Russlands Präsident Wladimir Putin (Bild: ASSOCIATED PRESS)
Russlands Präsident Wladimir Putin

Treffen die Sanktionen die russischen Eliten nicht?
Die Sanktionen haben die Eliten vereint, sie können nirgendwohin flüchten, der Westen hat sie gestrichen, sie haben niemanden außer Putin. Und wer der Illoyalität verdächtigt wird, hat ein hohes Risiko.

Wie gut sind die Menschen in Russland über den Krieg informiert? Gibt es überhaupt noch kritische Stimmen?
Die Staatsanwaltschaft hat offiziell 138.000 Internetseiten blockiert, es wurden auch 262 Medien dichtgemacht, ebenso Instagram. Es existiert keine Presse mehr, die nicht vom russischen Staat abhängig ist. Jetzt gibt es Initiativen, auch Google zur unerwünschten Organisation zu erklären. Für jegliche Äußerungen gegen die sogenannte Sonderoperation kann man von der Justiz belangt werden. Kann eine Gesellschaft unter diesen Bedingungen richtig im Bilde sein, was vor sich geht? Ich habe Zweifel.

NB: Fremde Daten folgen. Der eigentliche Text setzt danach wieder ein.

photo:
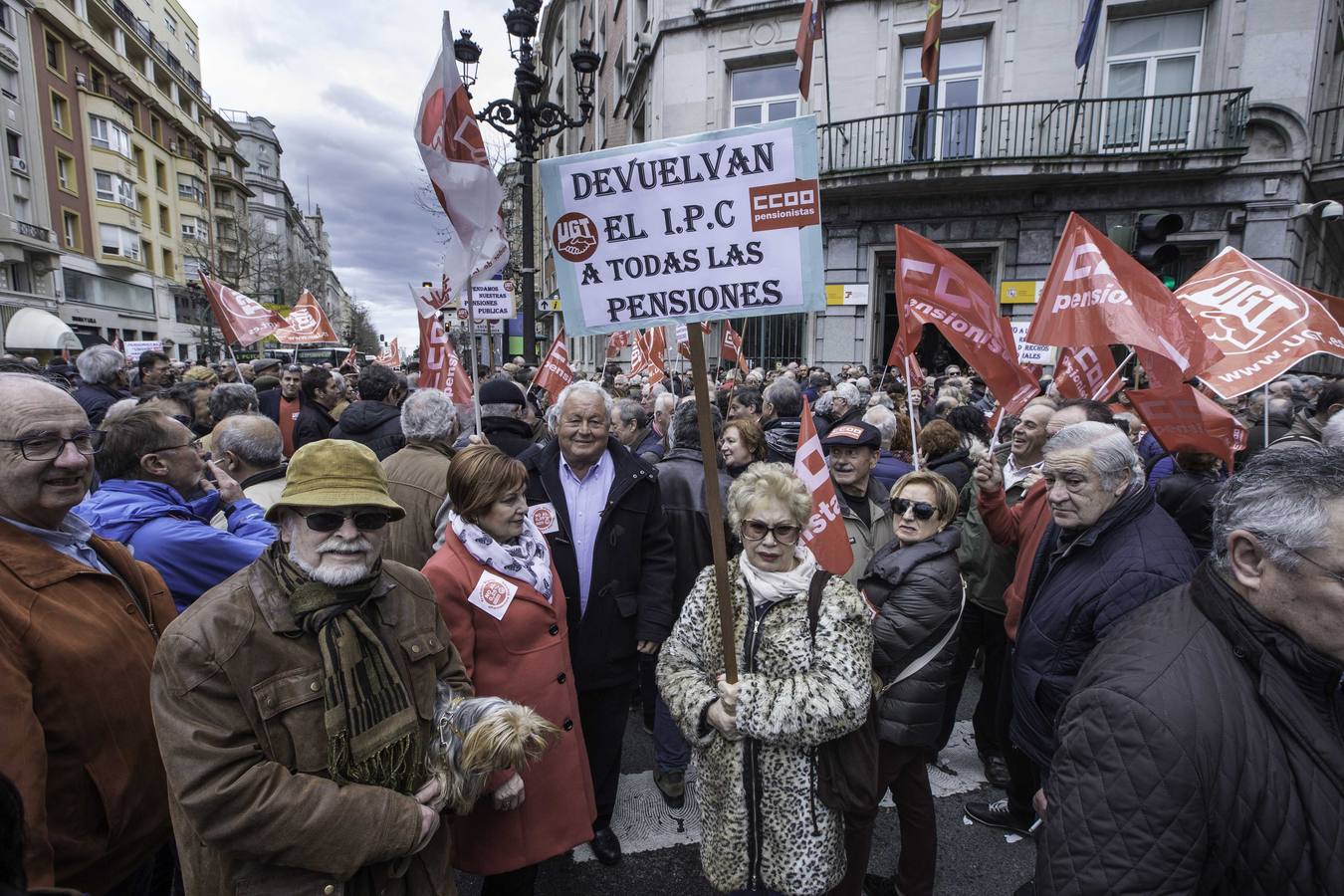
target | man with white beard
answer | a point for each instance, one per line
(293, 703)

Der 61-jährige Dmitri Muratow (Bild: Zwefo)
Der 61-jährige Dmitri Muratow

Auch die Zeitung „Novaja Gazeta“, die Sie mitgegründet hatten und bei der Sie Chefredakteur waren, wurde geschlossen. Wie passierte das?
Die Zeitung hat per Beschluss des obersten Gerichts ihre Lizenz verloren, sowohl für Print als auch für Online. Wir haben dann noch ein Magazin herausgegeben, das „No“ hieß, auch dieses Projekt wurde abgedreht. Fast alle Kollegen haben Russland verlassen.

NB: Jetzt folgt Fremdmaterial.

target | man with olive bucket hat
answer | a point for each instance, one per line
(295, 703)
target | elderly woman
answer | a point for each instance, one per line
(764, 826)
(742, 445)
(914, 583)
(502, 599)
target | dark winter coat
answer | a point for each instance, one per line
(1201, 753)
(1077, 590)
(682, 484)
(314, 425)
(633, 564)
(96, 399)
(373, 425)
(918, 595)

Aber Sie sind in Moskau geblieben?
Ja, es gibt etwa 50 bis 60 Mitarbeiter der Zeitung, die nicht die Möglichkeit haben, auszureisen. Ich bin von den Mitarbeitern gewählter Chefredakteur, ich muss zweifelsohne bleiben. Und in Moskau sage ich das Gleiche wie hier in Wien.

In Österreich und anderen EU-Ländern mehren sich Stimmen, die meinen, wenn Europa die Sanktionen beendet, wäre die Energiekrise vorbei, ebenso die allgemeine Teuerung. Was sagen Sie zu dieser Haltung?
Ich werde mich nicht in Ihre Politik einmischen. Was ich aber sagen kann ist, dass viele davon ausgegangen sind, dass die Flüchtlingsströme dazu führen, dass Regierungen zu wackeln beginnen, dass Europa von den eigenen Werten Abschied nehmen wird. Aber es ist so, dass europäische Völker effizienter sind als ihre Regierungen. Sie haben eine enorme menschliche Solidarität an den Tag gelegt.